# Lump on a log



## Coya (Aug 20, 2011)

Our V is just about 14 months old. She is a typical V and goes off the wall sometimes but for the most part she is very mellow. She's by my side napping under her blanket as I type this. My boyfriend says I'm silly for worrying, but after reading so many posts about how wild V's are and how they are constantly on the go, I'm concerned she's not "normal". 

She gets walked daily and goes to the dog park each night for a 1-2 hour play session with her furry friends. When she is out and about she is on the move: running, fetching sticks, swimming, etc. It's when she's around the house that she's a lump. She loves her favorite spot on the couch and spends a lot of her time there. I feel like I should be thanking the Vizsla god's that she isn't always a wild and crazy kid, but I just want to make sure that others have V's that aren't always mimicking the energizer bunny!


----------



## SkyyMax (Apr 5, 2012)

I don't believe you have a reason to worry - sounds like your V gets enough exercise 

Our dogs are mellow at home too, especially Max - he is always the first to hit the "snooze button". He sleeps a lot! I would say 4-6 hours during the day and from 9pm to 6am every night.

You have a very normal V


----------



## luv2laugh (Oct 6, 2011)

Hi Coya,

As long as Oso gets his exercise (as your V certainly does), he sleeps most of the day. He is sleeping right now. He will do zoomies around the dog park and gets overly excited to see people/other dogs sometimes when we are out, but at home he is mild.

If it is a day where he doesn't get his exercise, he still doesn't do zoomies at home. He will just find stuff to chew like paper towels or pens.
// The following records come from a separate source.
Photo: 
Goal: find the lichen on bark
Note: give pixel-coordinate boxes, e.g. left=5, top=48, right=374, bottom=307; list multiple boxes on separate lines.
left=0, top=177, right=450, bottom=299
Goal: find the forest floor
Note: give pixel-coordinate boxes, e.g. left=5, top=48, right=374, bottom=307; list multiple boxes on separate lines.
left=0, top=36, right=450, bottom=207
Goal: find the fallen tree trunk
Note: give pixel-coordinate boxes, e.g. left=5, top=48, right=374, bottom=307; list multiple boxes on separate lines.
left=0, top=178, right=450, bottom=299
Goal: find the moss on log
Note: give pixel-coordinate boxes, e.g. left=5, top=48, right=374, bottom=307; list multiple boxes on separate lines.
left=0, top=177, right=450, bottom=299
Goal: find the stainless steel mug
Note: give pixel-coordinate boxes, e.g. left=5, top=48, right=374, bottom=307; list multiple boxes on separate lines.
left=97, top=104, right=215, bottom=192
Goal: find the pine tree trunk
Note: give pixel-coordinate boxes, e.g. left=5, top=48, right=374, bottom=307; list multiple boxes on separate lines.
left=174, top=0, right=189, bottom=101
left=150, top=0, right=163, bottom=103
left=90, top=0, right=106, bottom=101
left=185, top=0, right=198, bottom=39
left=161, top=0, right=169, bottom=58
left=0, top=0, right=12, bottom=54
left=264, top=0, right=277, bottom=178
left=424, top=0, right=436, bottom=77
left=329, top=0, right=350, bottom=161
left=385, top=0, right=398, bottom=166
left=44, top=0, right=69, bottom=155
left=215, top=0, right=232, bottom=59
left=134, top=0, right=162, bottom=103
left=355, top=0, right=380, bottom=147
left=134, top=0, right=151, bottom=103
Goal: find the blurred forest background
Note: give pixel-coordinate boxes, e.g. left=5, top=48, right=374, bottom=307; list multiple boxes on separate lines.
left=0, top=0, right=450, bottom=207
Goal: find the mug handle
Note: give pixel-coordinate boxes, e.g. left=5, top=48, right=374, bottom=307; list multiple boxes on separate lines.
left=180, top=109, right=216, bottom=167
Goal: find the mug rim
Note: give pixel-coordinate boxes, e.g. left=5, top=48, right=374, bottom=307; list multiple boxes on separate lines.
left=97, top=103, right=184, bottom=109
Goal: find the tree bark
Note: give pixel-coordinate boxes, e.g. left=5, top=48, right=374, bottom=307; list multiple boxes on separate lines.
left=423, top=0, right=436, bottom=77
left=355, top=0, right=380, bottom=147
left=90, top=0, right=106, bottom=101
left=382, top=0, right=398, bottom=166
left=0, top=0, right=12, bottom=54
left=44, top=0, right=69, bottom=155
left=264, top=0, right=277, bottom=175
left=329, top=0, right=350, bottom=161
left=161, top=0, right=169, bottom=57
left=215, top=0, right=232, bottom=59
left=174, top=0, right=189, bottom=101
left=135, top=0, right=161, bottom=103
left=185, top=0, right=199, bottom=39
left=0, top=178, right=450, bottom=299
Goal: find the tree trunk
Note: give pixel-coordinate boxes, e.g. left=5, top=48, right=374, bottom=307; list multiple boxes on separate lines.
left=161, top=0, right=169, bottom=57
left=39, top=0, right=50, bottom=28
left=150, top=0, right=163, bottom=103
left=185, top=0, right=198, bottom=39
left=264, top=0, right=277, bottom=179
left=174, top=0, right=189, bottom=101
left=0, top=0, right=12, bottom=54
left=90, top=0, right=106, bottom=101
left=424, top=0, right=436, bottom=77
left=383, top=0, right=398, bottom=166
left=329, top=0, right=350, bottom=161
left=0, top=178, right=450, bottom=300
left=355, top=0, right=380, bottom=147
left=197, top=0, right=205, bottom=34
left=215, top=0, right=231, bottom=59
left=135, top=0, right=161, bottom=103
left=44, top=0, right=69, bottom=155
I would say a bit restless, but not wild at all. 

Have fun with your little girl, her behavior sounds typical.


----------



## redbirddog (Apr 23, 2010)

Coya,
If Bailey and Chloe get enough exercises they are couch potatoes par excellance.

They take lounging to a whole new level.

The more you exercises them, I believe, the more they learn to chill out when not out burning calories. In the wild, dogs might sleep or rest 20 hours a day and hunt 4. That is survival at work.

Don't do anything with them for a few days and you'll get a whole different indoor dog.

RBD


----------



## Lincolns Parents (Aug 6, 2011)

Our V is extremely mellow. 8)


----------



## RubyRoo (Feb 1, 2011)

I am so jealous but as they say "a tired V is a happy V". 

On the flip side, I think doggie daycare has built up Ruby's tolerance and is hard to exercise on non day care days. We are not doing daycare for 3 weeks since my husband took time off between jobs. She seems to be sleeping a bit more which is nice.


----------



## R E McCraith (Nov 24, 2011)

Every V is run fun then chill out - there is no science here - just the facts of life for a Vizslas


----------



## Coya (Aug 20, 2011)

Thanks for the responses everyone! I feel a lot better knowing Coya's seemingly odd behavior is actually quite normal. SkyyMax, Max and Coya seem to have similar sleeping patterns. We got in tonight at 8:30, and she's snoozing away in her cozy cave and will probably remain there (or end up in our bed) through the night!


----------



## mswhipple (Mar 7, 2011)

Yeah, that behavior sounds very normal to me, too. Willie sees his job as hunting chipmunks, birds, squirrels, etc., but when he isn't hunting (or playing), he rests. 

Willie's motto: "When I works, I works hard... When I sits, I sits loose... and when I thinks, I falls asleep." LOL!


----------



## harrigab (Aug 21, 2011)

Coya sounds just like Ruby, apart from we have to go in fields every day as we live out in the sticks, she'll quite often have an energy burst when we get back and then settle down to being a mellow laid back girl


----------



## born36 (Jun 28, 2011)

Mac in a field crazy boy!
Mac at home....sleepy boy.

All day everyday.


----------